Ausstellung mit Fotografien von Cubri und JanLeonardo 28. April 2014 bis Ende September 2014

Der amerikanische Künstler Cubri und der Light Art Performance Fotograf JanLeonardo zeigen ihre neuesten Fotografien. Beide trafen sich im Februar diesen Jahres im Botanischen Garten München anläßlich seines 100-jährigen Bestehens um erstmals außergewöhnliche Nachtbilder von seltenen Tropenwaldpflanzen zu kreieren. Diese wurden bei völliger Dunkelheit durch Light Painting geschaffen. Cubri präsentiert zum ersten Mal Spektrallichtfotografien, die er “Light Graffiti” nennt. JanLeonardo zeigt eine Fortsetzung und Weiterentwicklung seiner inzwischen weltbekannten Landschaftsbilder.

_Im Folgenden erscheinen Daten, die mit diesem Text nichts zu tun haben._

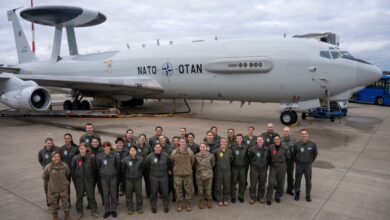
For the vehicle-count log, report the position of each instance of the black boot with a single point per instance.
(296, 196)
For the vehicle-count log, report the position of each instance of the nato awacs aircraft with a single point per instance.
(293, 72)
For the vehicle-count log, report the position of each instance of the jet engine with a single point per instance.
(24, 95)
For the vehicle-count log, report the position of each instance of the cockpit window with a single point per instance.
(335, 54)
(325, 54)
(346, 54)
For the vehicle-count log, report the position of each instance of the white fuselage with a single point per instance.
(298, 73)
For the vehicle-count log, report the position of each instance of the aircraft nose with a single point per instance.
(367, 74)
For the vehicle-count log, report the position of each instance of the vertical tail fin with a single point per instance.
(25, 54)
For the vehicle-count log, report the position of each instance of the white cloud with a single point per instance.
(363, 26)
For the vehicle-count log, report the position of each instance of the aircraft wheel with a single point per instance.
(303, 116)
(84, 105)
(67, 105)
(289, 117)
(379, 100)
(75, 105)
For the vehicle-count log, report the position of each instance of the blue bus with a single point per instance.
(377, 93)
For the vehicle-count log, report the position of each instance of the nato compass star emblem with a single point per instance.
(167, 69)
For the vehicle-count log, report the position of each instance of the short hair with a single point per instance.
(49, 139)
(106, 143)
(239, 135)
(54, 153)
(133, 146)
(175, 137)
(119, 139)
(191, 134)
(303, 129)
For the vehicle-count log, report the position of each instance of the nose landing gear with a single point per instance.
(289, 117)
(77, 103)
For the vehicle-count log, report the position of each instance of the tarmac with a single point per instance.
(351, 177)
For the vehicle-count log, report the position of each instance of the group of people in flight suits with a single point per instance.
(216, 169)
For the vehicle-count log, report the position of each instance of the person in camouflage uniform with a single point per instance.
(204, 163)
(44, 158)
(183, 160)
(56, 176)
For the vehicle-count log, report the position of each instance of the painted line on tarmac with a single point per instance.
(66, 126)
(25, 199)
(349, 168)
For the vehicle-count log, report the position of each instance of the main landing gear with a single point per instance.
(289, 117)
(77, 103)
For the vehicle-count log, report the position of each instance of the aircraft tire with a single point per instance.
(303, 116)
(84, 105)
(379, 100)
(67, 105)
(288, 117)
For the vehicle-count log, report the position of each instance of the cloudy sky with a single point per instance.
(362, 25)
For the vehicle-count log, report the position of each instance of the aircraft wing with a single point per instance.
(9, 69)
(132, 85)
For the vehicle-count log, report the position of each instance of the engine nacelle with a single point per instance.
(25, 95)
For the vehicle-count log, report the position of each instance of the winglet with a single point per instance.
(23, 49)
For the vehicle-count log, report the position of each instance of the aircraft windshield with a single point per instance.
(334, 54)
(347, 55)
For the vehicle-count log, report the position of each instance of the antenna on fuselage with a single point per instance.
(61, 17)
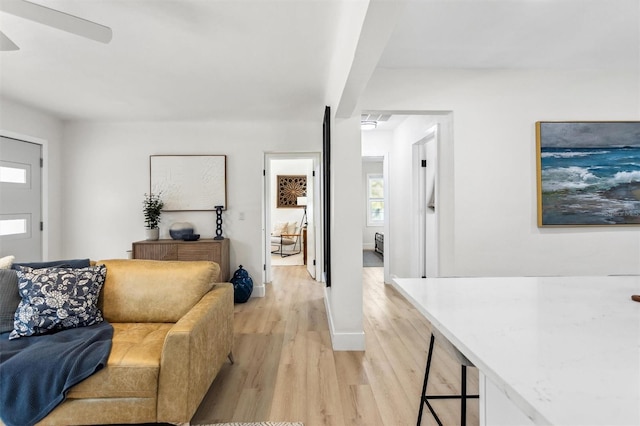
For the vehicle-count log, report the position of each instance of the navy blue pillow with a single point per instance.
(71, 263)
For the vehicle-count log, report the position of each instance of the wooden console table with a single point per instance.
(204, 249)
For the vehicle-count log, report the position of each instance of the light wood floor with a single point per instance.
(285, 369)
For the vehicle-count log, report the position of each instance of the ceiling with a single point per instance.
(272, 59)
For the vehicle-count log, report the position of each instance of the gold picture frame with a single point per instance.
(290, 187)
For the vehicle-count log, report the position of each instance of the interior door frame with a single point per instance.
(425, 244)
(44, 196)
(266, 211)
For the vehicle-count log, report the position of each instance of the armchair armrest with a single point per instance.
(194, 350)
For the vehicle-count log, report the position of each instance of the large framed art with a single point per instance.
(588, 173)
(189, 182)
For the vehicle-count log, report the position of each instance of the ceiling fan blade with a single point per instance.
(60, 20)
(6, 44)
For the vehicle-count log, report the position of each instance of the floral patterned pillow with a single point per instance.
(55, 299)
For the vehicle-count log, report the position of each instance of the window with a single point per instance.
(375, 200)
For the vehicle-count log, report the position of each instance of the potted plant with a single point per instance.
(152, 209)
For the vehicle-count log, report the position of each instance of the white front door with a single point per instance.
(20, 199)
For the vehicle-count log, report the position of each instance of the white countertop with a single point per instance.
(565, 350)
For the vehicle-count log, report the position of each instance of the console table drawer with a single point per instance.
(205, 249)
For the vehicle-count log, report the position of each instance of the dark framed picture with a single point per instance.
(588, 173)
(290, 187)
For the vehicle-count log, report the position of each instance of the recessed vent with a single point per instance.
(375, 117)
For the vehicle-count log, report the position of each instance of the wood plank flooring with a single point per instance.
(286, 370)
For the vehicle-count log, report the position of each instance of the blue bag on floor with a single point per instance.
(242, 285)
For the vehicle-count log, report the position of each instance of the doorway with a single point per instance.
(21, 199)
(290, 200)
(425, 170)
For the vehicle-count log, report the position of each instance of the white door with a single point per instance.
(20, 200)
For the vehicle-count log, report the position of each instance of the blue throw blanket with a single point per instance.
(36, 372)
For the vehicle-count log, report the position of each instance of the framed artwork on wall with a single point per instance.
(290, 187)
(189, 182)
(588, 173)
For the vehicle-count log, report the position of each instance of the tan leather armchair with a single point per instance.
(173, 331)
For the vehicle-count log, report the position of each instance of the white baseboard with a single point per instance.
(342, 341)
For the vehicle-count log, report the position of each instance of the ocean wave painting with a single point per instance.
(588, 173)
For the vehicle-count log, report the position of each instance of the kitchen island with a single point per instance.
(550, 350)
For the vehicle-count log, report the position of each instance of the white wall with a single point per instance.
(344, 298)
(107, 173)
(17, 120)
(494, 229)
(368, 232)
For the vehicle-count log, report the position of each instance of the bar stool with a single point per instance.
(463, 396)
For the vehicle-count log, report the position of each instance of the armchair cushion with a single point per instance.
(146, 290)
(133, 365)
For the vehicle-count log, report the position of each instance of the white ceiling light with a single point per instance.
(368, 125)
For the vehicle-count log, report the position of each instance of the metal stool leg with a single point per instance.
(463, 399)
(424, 399)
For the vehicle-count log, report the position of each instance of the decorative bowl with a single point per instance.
(179, 230)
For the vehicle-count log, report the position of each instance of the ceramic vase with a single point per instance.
(152, 234)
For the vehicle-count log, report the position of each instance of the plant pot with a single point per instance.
(152, 234)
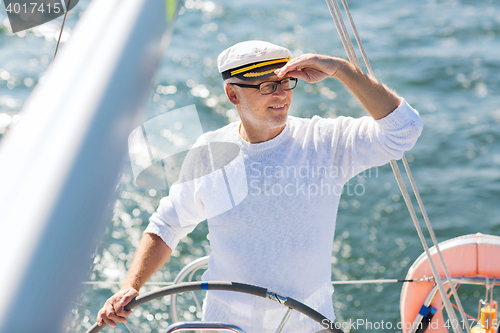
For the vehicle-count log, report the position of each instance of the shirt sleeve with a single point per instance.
(181, 211)
(361, 143)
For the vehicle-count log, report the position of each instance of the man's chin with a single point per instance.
(278, 121)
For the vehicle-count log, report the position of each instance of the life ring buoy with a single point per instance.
(465, 256)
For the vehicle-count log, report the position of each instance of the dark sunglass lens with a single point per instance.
(267, 88)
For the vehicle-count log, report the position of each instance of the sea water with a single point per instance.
(441, 56)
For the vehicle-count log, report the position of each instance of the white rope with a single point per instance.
(342, 37)
(434, 240)
(361, 48)
(397, 173)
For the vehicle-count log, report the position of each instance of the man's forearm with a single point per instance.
(377, 99)
(150, 256)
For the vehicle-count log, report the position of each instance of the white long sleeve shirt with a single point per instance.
(271, 212)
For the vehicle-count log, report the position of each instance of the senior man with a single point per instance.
(280, 236)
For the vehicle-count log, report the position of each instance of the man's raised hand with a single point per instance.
(310, 67)
(114, 309)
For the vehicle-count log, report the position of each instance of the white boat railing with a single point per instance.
(59, 165)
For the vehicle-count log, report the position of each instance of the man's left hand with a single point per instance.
(310, 67)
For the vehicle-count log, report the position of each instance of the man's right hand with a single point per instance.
(114, 308)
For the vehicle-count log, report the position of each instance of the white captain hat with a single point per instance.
(252, 60)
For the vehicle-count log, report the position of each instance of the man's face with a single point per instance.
(263, 111)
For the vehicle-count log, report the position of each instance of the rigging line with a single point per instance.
(361, 48)
(442, 290)
(333, 282)
(395, 168)
(346, 33)
(434, 240)
(339, 30)
(62, 27)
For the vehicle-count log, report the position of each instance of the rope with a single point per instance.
(342, 37)
(333, 282)
(397, 173)
(434, 240)
(62, 27)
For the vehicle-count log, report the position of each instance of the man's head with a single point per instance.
(253, 63)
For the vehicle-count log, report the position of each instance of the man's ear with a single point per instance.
(232, 94)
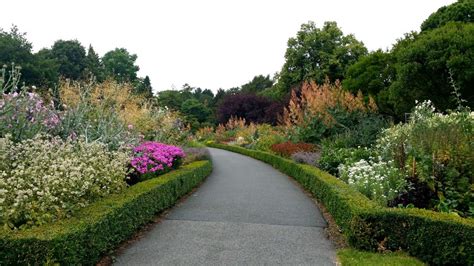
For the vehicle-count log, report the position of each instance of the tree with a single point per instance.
(249, 106)
(372, 75)
(317, 54)
(15, 48)
(425, 62)
(93, 65)
(195, 110)
(71, 58)
(46, 69)
(120, 65)
(462, 11)
(144, 87)
(257, 84)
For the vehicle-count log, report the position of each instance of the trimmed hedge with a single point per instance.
(101, 226)
(436, 238)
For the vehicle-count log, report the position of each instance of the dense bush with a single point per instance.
(289, 148)
(437, 150)
(25, 114)
(44, 179)
(103, 225)
(310, 158)
(266, 136)
(252, 108)
(319, 111)
(435, 238)
(151, 159)
(332, 156)
(379, 181)
(196, 154)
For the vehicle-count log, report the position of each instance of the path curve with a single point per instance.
(245, 213)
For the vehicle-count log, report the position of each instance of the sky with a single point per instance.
(208, 43)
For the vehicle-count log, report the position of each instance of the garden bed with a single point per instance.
(436, 238)
(102, 225)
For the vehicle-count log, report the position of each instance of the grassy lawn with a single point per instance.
(349, 257)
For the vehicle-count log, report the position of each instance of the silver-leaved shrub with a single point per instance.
(44, 179)
(379, 181)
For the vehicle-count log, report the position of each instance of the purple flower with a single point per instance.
(153, 156)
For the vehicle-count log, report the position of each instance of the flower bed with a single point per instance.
(436, 238)
(102, 225)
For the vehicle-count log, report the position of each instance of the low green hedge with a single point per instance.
(101, 226)
(436, 238)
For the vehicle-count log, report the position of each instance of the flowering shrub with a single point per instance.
(24, 114)
(379, 181)
(311, 158)
(436, 150)
(318, 111)
(286, 149)
(154, 157)
(111, 113)
(196, 154)
(44, 179)
(332, 157)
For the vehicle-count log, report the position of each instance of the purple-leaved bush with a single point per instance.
(150, 157)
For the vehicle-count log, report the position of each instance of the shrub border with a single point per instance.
(436, 238)
(101, 226)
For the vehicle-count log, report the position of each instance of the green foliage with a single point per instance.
(316, 53)
(48, 179)
(258, 84)
(438, 150)
(372, 75)
(267, 136)
(381, 181)
(332, 156)
(195, 110)
(435, 238)
(84, 238)
(462, 11)
(94, 65)
(120, 65)
(353, 257)
(286, 149)
(71, 58)
(423, 65)
(144, 87)
(195, 104)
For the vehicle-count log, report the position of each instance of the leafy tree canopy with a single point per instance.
(257, 84)
(462, 11)
(423, 66)
(94, 65)
(120, 65)
(71, 57)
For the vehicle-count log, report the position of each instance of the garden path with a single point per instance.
(245, 213)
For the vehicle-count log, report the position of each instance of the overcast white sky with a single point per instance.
(208, 43)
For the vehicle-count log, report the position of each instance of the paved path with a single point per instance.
(246, 213)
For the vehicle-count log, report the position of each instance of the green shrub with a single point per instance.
(435, 238)
(436, 149)
(332, 157)
(84, 238)
(379, 181)
(44, 179)
(287, 149)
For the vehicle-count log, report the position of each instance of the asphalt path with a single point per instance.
(246, 213)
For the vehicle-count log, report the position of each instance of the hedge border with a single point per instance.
(101, 226)
(436, 238)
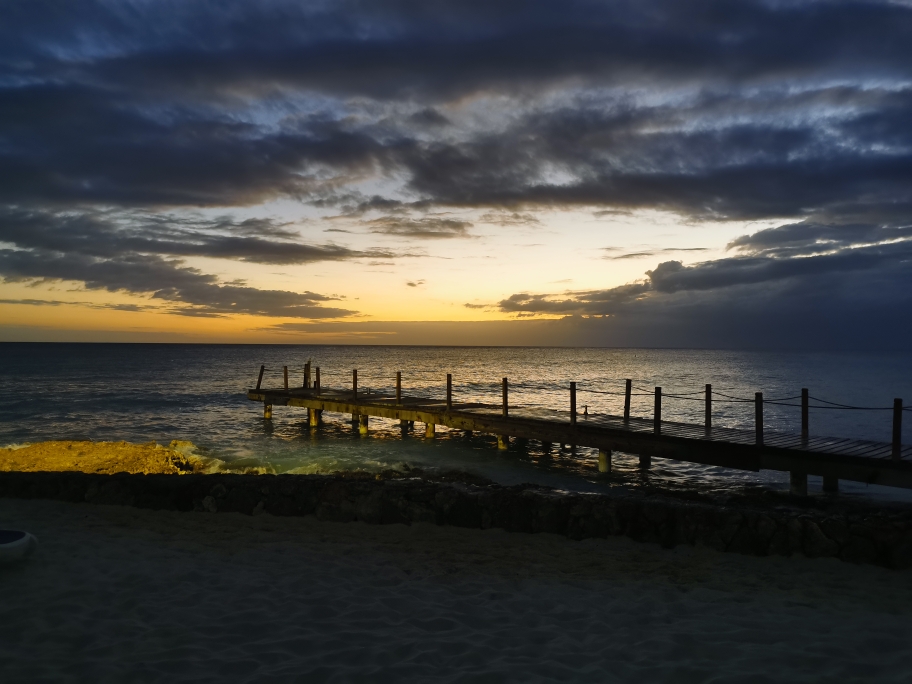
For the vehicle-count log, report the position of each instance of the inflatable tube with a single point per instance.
(15, 545)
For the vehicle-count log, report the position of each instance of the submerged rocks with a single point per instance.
(758, 527)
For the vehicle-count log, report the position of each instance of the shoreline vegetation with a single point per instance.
(761, 523)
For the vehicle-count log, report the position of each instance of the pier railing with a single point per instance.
(706, 395)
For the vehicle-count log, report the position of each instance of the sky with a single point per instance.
(673, 173)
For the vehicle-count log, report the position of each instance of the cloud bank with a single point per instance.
(118, 118)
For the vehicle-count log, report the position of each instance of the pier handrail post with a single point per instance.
(628, 387)
(506, 405)
(573, 403)
(805, 413)
(707, 418)
(657, 418)
(758, 417)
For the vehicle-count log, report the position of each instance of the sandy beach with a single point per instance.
(122, 594)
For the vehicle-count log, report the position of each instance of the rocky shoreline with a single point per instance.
(762, 525)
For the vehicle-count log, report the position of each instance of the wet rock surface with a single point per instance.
(762, 524)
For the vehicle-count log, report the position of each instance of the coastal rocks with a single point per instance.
(881, 536)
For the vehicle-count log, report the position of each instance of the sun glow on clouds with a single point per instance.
(235, 173)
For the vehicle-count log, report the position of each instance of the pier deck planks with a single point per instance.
(849, 459)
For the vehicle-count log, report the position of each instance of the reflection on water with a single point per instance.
(197, 392)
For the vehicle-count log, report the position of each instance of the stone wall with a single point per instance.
(882, 536)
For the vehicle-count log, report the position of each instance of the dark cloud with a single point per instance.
(195, 292)
(115, 116)
(698, 107)
(427, 228)
(828, 287)
(129, 254)
(107, 234)
(653, 252)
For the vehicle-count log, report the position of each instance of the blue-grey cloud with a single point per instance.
(706, 108)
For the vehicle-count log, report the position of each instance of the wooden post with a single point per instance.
(657, 407)
(573, 403)
(798, 483)
(758, 417)
(707, 417)
(604, 460)
(627, 389)
(805, 413)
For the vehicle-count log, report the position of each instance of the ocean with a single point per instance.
(163, 392)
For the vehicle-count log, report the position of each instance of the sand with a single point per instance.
(121, 594)
(104, 458)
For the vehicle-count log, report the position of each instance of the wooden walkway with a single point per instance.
(832, 458)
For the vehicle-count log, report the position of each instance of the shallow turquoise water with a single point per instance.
(197, 392)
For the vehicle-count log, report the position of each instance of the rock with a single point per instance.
(815, 543)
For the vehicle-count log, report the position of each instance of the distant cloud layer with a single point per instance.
(117, 117)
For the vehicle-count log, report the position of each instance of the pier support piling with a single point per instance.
(707, 411)
(758, 417)
(604, 461)
(573, 403)
(805, 417)
(627, 387)
(798, 483)
(657, 415)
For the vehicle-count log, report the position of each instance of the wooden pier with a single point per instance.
(882, 463)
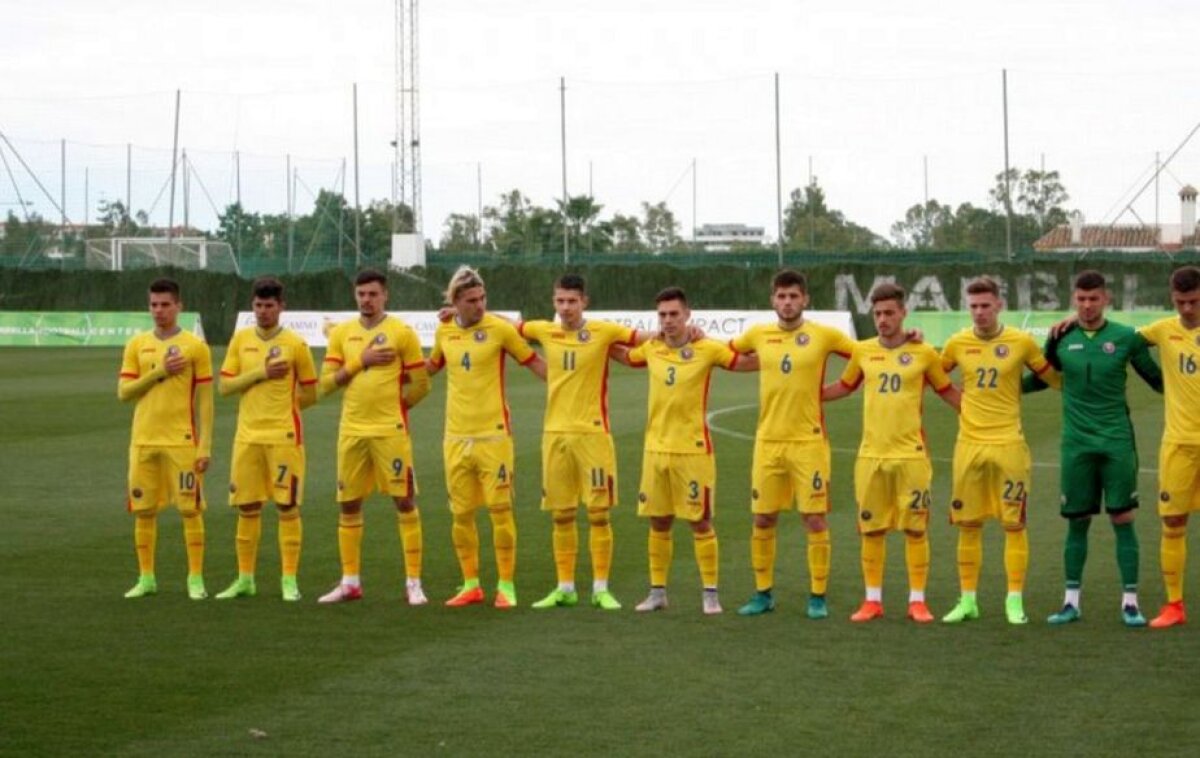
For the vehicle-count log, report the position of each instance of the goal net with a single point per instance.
(121, 253)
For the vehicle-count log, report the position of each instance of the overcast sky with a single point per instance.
(869, 90)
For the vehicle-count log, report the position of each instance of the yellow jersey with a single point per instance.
(166, 414)
(991, 381)
(576, 372)
(894, 383)
(791, 373)
(474, 361)
(1179, 352)
(375, 403)
(678, 399)
(269, 411)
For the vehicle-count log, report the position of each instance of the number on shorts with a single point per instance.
(1014, 491)
(987, 378)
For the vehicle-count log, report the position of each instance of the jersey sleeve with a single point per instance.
(852, 376)
(637, 355)
(232, 364)
(515, 346)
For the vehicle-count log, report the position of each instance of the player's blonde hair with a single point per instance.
(463, 278)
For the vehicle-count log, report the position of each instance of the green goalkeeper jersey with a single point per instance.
(1095, 373)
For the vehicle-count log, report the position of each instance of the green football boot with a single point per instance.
(1014, 608)
(605, 601)
(1068, 614)
(817, 608)
(147, 585)
(558, 599)
(289, 588)
(966, 611)
(196, 587)
(241, 587)
(760, 602)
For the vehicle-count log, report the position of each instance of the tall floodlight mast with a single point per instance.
(408, 125)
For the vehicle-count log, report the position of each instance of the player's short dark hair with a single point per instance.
(671, 293)
(1186, 280)
(983, 286)
(787, 277)
(165, 286)
(888, 290)
(1090, 280)
(367, 276)
(268, 288)
(573, 281)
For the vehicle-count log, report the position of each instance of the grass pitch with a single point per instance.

Farbe ist eine individuelle visuelle Wahrnehmung, die durch Licht hervorgerufen wird. Die Farbwahrnehmung ist subjektiv durch die Beschaffung von Augen, Empfindlichkeit der Rezeptoren und dem Wahrnehmungsprozess gegeben. Aus der Light Art Performance Photography stammt der Begriff Light Painting. Cubrizeigt zum ersten Mal neue Fotografien von Spektrallicht. In einem komplexen Verfahren wird ein Spektrallichtbogen fotografiert, verzehrt und bearbeitet. Anschließend dann als Graffiti auf verschiedene Hintergründe projiziert und festgehalten. Auf diese Weise scheint das Light Graffiti im dreidimensionalen Raum zu schweben.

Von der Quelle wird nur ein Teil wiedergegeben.